5. Data Sources
VectorETL supports a wide range of data sources, allowing you to extract data from various systems and formats.
Overview of Supported Sources
Amazon S3
Box
Local files
Databases (PostgreSQL, MySQL, Snowflake, Salesforce)
Dropbox
Stripe
Zendesk
Google Drive
Google Cloud Storage
Amazon S3
Python variable (as JSON)
{
"source_data_type": "Amazon S3",
"bucket_name": "myBucket",
"prefix": "Dir/Subdir/",
"file_type": "csv",
"aws_access_key_id": "your-access-key",
"aws_secret_access_key": "your-secret-access-key",
"chunk_size": 1000,
"chunk_overlap": 0
}
YAML
source:
source_data_type: "Amazon S3"
bucket_name: "myBucket"
prefix: "Dir/Subdir/"
file_type: "csv"
aws_access_key_id: "your-access-key"
aws_secret_access_key: "your-secret-access-key"
chunk_size: 1000
chunk_overlap: 0
Box
Python variable (as JSON)
{
"source_data_type": "Box",
"folder_path": "MyFolder",
"file_type": "pdf",
"access_token": "your-developer-token",
"chunk_size": 1000,
"chunk_overlap": 200
}
YAML
source:
source_data_type: "Box"
folder_path: "MyFolder"
file_type: "pdf"
access_token: "your-developer-token"
chunk_size: 1000
chunk_overlap: 200
Local Files
Python variable (as JSON)
{
"source_data_type": "Local File",
"file_path": "/path/to/your/data/",
"file_type": "csv",
"chunk_size": 1000,
"chunk_overlap": 0
}
YAML
source:
source_data_type: "Local File"
file_path: "/path/to/your/data/"
file_type: "csv"
chunk_size: 1000
chunk_overlap: 0
Database (PostgreSQL example)
Python variable (as JSON)
{
"source_data_type": "database",
"db_type": "postgres",
"host": "localhost",
"database_name": "mydb",
"username": "user",
"password": "password",
"port": 5432,
"query": "SELECT * FROM mytable WHERE updated_at > :last_updated_at",
"batch_size": 1000,
"chunk_size": 1000,
"chunk_overlap": 0
}
YAML
source:
source_data_type: "database"
db_type: "postgres"
host: "localhost"
database_name: "mydb"
username: "user"
password: "password"
port: 5432
query: "SELECT * FROM mytable WHERE updated_at > :last_updated_at"
batch_size: 1000
chunk_size: 1000
chunk_overlap: 0
Dropbox
Python variable (as JSON)
{
"source_data_type": "Dropbox",
"key": "your-dropbox-key",
"folder_path": "/path/to/folder/",
"file_type": "csv",
"chunk_size": 1000,
"chunk_overlap": 0
}
YAML
source:
source_data_type: "Dropbox"
key: "your-dropbox-key"
folder_path: "/path/to/folder/"
file_type: "csv"
chunk_size: 1000
chunk_overlap: 0
Stripe
Python variable (as JSON)
{
"source_data_type": "stripe",
"access_token": "your-stripe-access-token",
"table": "charges",
"chunk_size": 1000,
"chunk_overlap": 0
}
YAML
source:
source_data_type: "stripe"
access_token: "your-stripe-access-token"
table: "charges"
chunk_size: 1000
chunk_overlap: 0
Zendesk
Python variable (as JSON)
{
"source_data_type": "zendesk",
"user_email": "[email protected]",
"access_token": "your-zendesk-access-token",
"subdomain": "your-subdomain",
"table": "tickets",
"chunk_size": 1000,
"chunk_overlap": 0
}
YAML
source:
source_data_type: "zendesk"
user_email: "[email protected]"
access_token: "your-zendesk-access-token"

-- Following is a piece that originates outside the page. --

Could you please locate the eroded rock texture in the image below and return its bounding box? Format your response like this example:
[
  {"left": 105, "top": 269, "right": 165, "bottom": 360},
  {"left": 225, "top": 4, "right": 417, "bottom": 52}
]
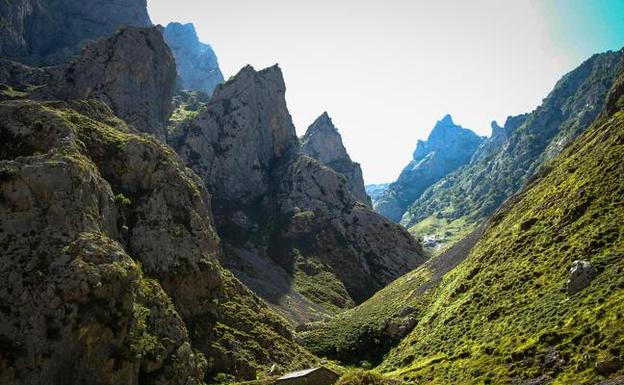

subdomain: "your-subdomain"
table: "tickets"
chunk_size: 1000
chunk_overlap: 0
Google Drive
Python variable (as JSON)
{
"source_data_type": "Google Drive",
"credentials_path": "/path/to/your/credentials.json",
"folder_id": "your-folder-id",
"file_type": "application/vnd.openxmlformats-officedocument.spreadsheetml.sheet",
"chunk_size": 1000,
"chunk_overlap": 0
}
YAML
source:
source_data_type: "Google Drive"
credentials_path: "/path/to/your/credentials.json"
folder_id: "your-folder-id"
file_type: "application/vnd.openxmlformats-officedocument.spreadsheetml.sheet"
chunk_size: 1000
chunk_overlap: 0
Google Cloud Storage
Python variable (as JSON)
{
"source_data_type": "Google Cloud Storage",
"credentials_path": "/path/to/your/credentials.json",
"bucket_name": "myBucket",
"prefix": "prefix/",
"file_type": "csv",
"chunk_size": 1000,
"chunk_overlap": 0
}
YAML
source:
source_data_type: "Google Cloud Storage"
credentials_path: "/path/to/your/credentials.json"
bucket_name: "myBucket"
prefix: "prefix/"
file_type: "csv"
chunk_size: 1000
chunk_overlap: 0
Using Unstructured to process files
Starting from version 0.1.6.3, you can now add Unstructured as file processing API. Users can now utilize the Unstructured’s Serverless API to efficiently extract data from a multitude of file based sources.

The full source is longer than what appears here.